In May 1997, Aetna mailed new contract proposals for 1998 to its primary care physicians. Specialist contracts were mailed in August. The contract was so controversial that some Tristate doctors picked this one as the first they had refused to sign in years.
"It started last summer and ran into the fall. We were getting a lot of complaints about the Aetna contract," said Nancy Gillette, an attorney with the OSMA. "The doctors perceived some of the provisions as interfering with their medical decision-making ability."
In Cincinnati, the dispute became public once several prominent ob - gyns decided to drop out of Aetna's network, including Dr. Molly Katz, president of the Academy of Medicine of Cincinnati.
Doctors have long been frustrated with managed-care red tape, but the Aetna dispute moved relations to a different level, said Russell Dean, the academy's executive director.
"This is the first time so many doctors took this kind of action all at once. Whether this is a bellwether for things to come remains to be seen," Mr. Dean said.
At least several hundred Tristate doctors -- Aetna would not reveal exactly how many -- have yet to take action on Aetna's contract. Among the undecided-yet-critical: Medica Inc., a group representing 450 Tristate doctors.
In November, Medica urged its member doctors not to sign the Aetna deal after citing nearly 30 objectionable contract terms. While Medica has agreed to deals with several other managed care plans, Aetna has taken an unusually hard line in talks, said Medica President and Chief Executive Bruce Henderson.
"Physician groups are no longer interested in adversarial, dictatorial, unilateral relationships with health plans," he said.
Among the concerns:
Basic contract wording that doctors consider too one-sided. For example, Aetna proposed giving itself the authority to drop a doctor with 30 days' notice. But if a doctor decides to leave the network, the deal required 180 days' notice.
An "all-products" clause that requires doctors to participate in all Aetna health plans.
Aetna officials say they are puzzled by the harsh, public complaints from Cincinnati doctors. They also say the critics represent a minority of area physicians.
Aetna reports that most of the 4,700 physicians in its 28-county Ohio Valley service area have signed the new deal. So have most participating doctors in other cities nationwide.
"We have worked very hard to negotiate contracts that are fair to physicians," said Aetna spokeswoman Stacey Jones.
In fact, Aetna has added doctors locally.
Since Jan. 1, Aetna has lost 17 doctors from retirement, relocation, death or other non-confrontational issues. It also lost 18 primary care doctors and 25 specialists over contract disagreements. During the same period, however, the plan has added 80 primary care physicians and 97 specialists.
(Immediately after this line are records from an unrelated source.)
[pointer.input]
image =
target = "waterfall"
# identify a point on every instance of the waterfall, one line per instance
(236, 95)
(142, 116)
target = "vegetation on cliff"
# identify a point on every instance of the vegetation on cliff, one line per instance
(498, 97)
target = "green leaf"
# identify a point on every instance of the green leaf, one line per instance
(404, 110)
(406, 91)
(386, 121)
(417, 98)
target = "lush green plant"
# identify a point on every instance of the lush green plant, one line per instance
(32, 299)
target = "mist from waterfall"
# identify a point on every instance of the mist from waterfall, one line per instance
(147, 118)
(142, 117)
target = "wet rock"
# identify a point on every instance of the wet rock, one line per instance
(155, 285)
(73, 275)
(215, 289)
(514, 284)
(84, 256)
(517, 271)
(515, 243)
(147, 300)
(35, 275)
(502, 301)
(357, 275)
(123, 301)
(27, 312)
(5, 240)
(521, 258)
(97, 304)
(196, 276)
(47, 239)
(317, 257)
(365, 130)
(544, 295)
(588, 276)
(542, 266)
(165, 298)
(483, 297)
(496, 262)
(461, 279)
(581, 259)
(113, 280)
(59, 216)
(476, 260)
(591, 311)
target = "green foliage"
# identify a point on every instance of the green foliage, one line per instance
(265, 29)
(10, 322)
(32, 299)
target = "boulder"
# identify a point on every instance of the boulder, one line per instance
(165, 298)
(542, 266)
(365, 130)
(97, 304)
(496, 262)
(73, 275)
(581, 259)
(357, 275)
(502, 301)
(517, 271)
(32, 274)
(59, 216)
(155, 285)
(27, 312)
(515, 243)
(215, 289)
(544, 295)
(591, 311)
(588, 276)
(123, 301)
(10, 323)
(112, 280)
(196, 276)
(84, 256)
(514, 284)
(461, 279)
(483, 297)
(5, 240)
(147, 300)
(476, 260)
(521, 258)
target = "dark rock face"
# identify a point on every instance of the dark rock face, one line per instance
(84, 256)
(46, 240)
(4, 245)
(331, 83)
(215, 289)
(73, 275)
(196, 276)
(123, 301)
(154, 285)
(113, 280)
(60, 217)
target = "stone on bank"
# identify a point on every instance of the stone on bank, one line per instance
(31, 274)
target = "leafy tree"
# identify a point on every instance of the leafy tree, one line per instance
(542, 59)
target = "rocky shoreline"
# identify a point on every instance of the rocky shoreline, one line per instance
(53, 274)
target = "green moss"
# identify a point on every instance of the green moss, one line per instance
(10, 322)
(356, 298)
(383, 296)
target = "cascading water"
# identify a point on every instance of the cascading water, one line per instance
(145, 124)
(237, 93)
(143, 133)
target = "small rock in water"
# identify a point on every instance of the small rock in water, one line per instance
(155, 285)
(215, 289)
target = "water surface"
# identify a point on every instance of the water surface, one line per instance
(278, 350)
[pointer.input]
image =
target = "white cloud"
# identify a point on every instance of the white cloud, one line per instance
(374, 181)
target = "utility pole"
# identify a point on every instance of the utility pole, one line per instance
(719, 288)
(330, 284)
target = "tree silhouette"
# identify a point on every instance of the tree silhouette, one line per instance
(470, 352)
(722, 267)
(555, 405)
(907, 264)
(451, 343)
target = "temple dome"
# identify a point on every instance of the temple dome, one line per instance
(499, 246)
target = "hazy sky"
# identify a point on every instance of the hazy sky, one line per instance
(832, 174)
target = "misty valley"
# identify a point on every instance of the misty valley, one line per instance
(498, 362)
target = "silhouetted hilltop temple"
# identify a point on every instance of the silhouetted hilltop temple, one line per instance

"Not everyone is going to like the terms of every business arrangement. But a majority of doctors in Cincinnati and across Ohio say this is acceptable," said Aetna's local manager, Bruce Turner.
Aetna contends that many physician concerns are based on misunderstandings. To correct them, Aetna is trying to schedule meetings with individual doctors.
"We want to negotiate these contracts with individual physicians, not in the media," Mr. Turner said.